Assis dans la pénombre de cette pièce, je regarde la pluie frapper les carreaux,
Le bruit sourd de mes peurs se fait entendre jusqu’aux premiers coteaux,
Cherchant dans la nuit les gestes de l’invisible dans un monde tourmenté,
Tel un funambule sur la corde de mes envies et désirs, à la surface remontées.

Enfermé dans mes pensées, j’écoute les rafales rugissant contre les volets,
Les bourrasques de ma vie rejaillissent dans ma tête comme de simples jouets,
Faisant fi de l’obscurité je cherche éperdument l’ennemi de mes craintes,
Celui qui chaque jour durant, hante mon existence dans une belle complainte.

Le tonnerre de mes passions, gronde dans ma mémoire bousculant mon quotidien,
Sur l’autel de mes aspirations, tel ce gamin capricieux avide de tout et de rien,
Mon égo est touché, je subi à l’inclination de mes appétences sans cesse motivées,
L’averse de mes appréhensions sur les biens de ce monde, déferle sur mes idées.

Prisonnier dans les cachots de la raison, j’entrevois les éclairs de la vérité,
L’ombre de ma silhouette se diffuse sur les murs sales de la cupidité et de la vanité,
Tel ce miroir reflétant mon visage dont les contours tristes dessinent mes erreurs,
Brisant les chaînes du raisonnement insensé, je cotoye les rives de mes frayeurs.

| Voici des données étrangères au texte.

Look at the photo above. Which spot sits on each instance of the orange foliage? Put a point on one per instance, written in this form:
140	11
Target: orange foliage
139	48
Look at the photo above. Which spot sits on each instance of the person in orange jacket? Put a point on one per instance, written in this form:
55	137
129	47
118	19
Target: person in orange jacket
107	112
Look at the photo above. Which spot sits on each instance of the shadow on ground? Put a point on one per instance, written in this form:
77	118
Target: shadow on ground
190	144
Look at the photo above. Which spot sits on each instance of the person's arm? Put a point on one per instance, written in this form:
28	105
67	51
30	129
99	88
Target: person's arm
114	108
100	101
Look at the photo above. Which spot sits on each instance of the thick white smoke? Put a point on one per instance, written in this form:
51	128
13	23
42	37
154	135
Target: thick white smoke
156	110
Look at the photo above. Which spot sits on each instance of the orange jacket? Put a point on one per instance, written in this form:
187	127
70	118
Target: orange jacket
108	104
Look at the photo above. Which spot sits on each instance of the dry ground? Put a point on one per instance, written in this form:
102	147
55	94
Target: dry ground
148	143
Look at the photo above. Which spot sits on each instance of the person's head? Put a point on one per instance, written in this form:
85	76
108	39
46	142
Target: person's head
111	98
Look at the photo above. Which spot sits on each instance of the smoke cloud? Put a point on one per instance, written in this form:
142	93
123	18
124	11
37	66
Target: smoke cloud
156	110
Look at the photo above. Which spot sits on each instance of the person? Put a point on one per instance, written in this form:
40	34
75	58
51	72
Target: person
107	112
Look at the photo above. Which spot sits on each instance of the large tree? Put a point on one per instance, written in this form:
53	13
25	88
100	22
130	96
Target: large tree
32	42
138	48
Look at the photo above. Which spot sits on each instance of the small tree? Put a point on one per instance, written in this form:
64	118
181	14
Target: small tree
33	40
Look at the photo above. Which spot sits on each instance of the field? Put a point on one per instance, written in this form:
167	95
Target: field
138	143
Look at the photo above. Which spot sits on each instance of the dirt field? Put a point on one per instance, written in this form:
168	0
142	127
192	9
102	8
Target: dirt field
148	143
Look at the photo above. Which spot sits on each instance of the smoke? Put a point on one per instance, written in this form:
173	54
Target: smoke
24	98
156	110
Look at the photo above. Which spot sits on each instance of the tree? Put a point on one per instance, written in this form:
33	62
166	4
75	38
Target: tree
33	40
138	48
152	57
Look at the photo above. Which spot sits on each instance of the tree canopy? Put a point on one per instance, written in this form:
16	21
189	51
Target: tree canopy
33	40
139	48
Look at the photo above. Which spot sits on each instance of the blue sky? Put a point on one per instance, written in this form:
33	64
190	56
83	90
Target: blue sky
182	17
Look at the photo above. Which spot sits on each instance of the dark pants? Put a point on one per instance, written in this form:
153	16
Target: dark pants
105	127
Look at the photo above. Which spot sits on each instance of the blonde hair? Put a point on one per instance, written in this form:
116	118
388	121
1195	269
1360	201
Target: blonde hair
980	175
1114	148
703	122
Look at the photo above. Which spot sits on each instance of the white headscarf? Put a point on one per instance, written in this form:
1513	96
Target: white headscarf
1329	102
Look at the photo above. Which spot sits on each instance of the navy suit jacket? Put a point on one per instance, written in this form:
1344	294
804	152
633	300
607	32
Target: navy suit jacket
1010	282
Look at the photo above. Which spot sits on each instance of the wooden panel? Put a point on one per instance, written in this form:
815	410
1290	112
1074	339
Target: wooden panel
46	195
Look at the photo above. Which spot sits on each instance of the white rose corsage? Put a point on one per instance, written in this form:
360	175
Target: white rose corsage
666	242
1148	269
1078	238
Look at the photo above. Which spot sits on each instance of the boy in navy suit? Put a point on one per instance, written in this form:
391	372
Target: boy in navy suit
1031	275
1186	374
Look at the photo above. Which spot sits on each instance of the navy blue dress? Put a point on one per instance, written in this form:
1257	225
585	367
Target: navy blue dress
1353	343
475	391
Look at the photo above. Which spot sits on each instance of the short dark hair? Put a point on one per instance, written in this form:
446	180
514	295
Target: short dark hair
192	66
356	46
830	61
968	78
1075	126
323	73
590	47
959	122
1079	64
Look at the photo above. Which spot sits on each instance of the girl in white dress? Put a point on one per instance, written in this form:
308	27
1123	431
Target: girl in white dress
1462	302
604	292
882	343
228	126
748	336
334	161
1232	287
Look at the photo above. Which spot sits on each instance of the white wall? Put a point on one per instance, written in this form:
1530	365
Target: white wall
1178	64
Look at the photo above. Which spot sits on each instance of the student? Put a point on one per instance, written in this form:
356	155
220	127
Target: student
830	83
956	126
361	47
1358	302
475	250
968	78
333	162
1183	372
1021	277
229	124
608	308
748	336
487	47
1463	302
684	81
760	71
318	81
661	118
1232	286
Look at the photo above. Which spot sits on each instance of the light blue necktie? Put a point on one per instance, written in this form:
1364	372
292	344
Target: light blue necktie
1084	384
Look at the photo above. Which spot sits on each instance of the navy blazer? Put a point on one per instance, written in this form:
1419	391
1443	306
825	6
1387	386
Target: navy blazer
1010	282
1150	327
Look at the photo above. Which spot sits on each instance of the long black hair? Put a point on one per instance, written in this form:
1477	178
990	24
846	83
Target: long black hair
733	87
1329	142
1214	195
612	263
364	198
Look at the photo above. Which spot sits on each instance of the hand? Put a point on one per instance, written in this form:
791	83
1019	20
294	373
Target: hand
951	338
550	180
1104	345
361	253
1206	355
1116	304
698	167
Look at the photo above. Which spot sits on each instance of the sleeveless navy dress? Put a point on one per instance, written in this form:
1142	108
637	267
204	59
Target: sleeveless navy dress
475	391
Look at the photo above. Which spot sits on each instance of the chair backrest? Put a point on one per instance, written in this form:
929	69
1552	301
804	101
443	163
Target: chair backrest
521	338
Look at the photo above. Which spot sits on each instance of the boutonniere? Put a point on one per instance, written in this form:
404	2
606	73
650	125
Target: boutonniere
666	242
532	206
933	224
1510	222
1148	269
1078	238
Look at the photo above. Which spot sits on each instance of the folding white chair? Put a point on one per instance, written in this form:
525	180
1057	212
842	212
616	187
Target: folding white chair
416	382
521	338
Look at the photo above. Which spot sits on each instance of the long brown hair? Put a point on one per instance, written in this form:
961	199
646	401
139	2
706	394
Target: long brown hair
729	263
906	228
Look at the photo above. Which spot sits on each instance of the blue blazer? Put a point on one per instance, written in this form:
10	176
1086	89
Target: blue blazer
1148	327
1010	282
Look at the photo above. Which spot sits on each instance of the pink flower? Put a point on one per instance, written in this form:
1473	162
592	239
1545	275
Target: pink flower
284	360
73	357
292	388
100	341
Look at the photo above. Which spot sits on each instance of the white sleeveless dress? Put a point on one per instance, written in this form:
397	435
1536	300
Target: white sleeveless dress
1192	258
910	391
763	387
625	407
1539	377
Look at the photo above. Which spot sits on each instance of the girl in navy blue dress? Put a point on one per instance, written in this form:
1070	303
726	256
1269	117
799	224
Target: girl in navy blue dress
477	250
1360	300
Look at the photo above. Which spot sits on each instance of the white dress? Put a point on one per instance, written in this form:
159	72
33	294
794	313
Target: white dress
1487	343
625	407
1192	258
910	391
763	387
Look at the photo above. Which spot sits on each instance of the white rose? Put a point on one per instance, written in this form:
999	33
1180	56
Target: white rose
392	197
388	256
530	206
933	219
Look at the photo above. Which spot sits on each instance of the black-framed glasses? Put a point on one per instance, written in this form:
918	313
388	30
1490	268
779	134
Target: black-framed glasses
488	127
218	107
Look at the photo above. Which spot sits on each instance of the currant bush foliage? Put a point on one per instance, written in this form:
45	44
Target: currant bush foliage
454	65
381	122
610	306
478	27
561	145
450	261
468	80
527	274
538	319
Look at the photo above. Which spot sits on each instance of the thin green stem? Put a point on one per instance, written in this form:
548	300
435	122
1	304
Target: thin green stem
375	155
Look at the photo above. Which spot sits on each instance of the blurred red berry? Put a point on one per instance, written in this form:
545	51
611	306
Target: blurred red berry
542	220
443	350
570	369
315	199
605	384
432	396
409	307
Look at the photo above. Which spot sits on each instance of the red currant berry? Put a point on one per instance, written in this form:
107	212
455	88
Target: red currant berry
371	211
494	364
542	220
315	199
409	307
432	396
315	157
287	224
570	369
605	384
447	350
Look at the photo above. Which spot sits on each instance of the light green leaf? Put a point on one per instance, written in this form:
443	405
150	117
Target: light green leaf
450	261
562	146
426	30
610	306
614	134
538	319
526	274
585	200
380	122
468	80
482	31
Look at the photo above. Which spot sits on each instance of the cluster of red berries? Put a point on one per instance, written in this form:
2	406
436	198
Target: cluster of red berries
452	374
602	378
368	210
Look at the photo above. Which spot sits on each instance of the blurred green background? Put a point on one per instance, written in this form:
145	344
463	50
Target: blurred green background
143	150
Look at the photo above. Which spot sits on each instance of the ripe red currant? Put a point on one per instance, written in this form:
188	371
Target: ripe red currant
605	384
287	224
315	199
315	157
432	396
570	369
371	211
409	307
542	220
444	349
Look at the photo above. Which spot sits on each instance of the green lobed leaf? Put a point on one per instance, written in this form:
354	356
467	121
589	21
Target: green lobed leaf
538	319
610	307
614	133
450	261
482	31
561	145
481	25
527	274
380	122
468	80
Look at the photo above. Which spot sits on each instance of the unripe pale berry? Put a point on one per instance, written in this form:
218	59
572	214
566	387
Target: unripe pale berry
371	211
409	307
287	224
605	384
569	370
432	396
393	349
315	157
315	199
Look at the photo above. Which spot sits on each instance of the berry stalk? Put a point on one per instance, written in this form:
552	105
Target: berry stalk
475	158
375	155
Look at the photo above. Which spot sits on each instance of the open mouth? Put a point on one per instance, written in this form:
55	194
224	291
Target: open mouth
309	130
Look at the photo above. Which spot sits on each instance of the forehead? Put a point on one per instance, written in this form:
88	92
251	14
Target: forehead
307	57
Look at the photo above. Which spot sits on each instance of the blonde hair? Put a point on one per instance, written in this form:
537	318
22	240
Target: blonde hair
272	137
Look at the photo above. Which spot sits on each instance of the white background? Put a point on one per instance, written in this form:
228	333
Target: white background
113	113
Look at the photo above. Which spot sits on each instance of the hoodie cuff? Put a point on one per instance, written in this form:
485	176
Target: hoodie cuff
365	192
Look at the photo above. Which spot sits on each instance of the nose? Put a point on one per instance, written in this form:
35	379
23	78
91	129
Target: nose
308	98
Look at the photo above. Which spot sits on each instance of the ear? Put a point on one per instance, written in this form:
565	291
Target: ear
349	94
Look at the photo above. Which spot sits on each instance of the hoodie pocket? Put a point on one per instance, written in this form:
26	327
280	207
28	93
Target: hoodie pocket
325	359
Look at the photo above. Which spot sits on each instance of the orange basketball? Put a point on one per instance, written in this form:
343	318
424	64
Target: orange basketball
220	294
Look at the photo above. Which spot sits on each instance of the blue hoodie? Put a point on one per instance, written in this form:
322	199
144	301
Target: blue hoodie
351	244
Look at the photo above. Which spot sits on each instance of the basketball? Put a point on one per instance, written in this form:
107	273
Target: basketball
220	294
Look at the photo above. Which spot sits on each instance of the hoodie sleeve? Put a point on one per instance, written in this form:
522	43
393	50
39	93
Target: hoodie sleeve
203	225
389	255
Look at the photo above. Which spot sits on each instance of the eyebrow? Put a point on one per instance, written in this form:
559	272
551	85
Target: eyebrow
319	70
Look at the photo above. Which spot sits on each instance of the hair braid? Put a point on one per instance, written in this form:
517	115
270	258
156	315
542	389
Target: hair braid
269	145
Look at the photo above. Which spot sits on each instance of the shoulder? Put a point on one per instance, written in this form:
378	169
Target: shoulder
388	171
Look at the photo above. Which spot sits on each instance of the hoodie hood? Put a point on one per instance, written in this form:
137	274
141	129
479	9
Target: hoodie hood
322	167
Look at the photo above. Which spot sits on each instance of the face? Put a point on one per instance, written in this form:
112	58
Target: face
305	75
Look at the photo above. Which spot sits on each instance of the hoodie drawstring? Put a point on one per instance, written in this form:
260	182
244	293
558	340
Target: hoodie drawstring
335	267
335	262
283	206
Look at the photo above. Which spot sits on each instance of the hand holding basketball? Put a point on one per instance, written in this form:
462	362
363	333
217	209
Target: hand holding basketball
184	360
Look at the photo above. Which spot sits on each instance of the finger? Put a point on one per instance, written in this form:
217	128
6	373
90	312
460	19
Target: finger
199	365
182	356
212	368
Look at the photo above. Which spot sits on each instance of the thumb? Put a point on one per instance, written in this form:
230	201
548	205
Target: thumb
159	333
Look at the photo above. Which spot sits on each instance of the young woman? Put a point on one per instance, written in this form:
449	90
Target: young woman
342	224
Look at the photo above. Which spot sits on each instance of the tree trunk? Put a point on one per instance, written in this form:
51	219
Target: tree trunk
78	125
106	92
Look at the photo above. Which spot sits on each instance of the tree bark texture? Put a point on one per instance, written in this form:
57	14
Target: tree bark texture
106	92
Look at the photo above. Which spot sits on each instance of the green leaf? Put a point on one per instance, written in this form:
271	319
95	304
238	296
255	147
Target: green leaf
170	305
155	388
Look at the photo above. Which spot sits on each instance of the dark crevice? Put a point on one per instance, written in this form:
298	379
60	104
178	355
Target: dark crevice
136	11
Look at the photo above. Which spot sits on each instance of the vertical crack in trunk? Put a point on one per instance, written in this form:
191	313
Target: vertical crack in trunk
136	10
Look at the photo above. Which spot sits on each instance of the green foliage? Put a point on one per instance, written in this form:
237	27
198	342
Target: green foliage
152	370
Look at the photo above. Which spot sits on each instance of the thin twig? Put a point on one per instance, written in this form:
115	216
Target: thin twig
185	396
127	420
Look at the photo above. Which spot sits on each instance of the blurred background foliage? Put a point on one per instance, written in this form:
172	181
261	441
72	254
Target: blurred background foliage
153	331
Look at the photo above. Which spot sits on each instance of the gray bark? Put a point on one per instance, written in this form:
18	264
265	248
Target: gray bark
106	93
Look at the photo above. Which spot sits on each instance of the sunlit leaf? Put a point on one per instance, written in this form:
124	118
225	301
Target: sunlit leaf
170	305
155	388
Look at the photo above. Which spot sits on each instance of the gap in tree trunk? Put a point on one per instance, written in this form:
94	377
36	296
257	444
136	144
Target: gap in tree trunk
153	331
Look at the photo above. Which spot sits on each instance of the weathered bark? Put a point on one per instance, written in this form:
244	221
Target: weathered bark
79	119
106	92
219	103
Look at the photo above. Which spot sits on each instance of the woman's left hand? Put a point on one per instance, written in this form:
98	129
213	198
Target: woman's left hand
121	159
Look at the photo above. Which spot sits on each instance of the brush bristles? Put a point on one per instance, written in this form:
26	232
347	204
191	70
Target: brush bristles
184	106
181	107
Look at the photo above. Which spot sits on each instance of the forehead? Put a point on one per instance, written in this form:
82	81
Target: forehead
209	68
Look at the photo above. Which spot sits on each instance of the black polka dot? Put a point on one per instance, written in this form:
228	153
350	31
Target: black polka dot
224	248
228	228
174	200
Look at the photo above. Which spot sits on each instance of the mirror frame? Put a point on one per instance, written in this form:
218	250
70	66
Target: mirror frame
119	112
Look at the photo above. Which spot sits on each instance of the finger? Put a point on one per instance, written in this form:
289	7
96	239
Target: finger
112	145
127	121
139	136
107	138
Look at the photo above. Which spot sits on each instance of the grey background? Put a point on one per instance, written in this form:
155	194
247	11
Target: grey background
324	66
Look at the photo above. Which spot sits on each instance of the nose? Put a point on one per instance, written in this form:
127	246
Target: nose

Caressant la réalité de mes recherches, j’entends l’orage du silence m’apprivoiser,
Et jeter en pâture aux fauves du désert, mes belles paroles souvent glorifiées,
Le grondement de ma tempête intérieure s’apaise, rejetant l’orgueil s’il en est,
Dans les oubliettes de l’humanité, pour professer en moi une simple vertu, l’humilité.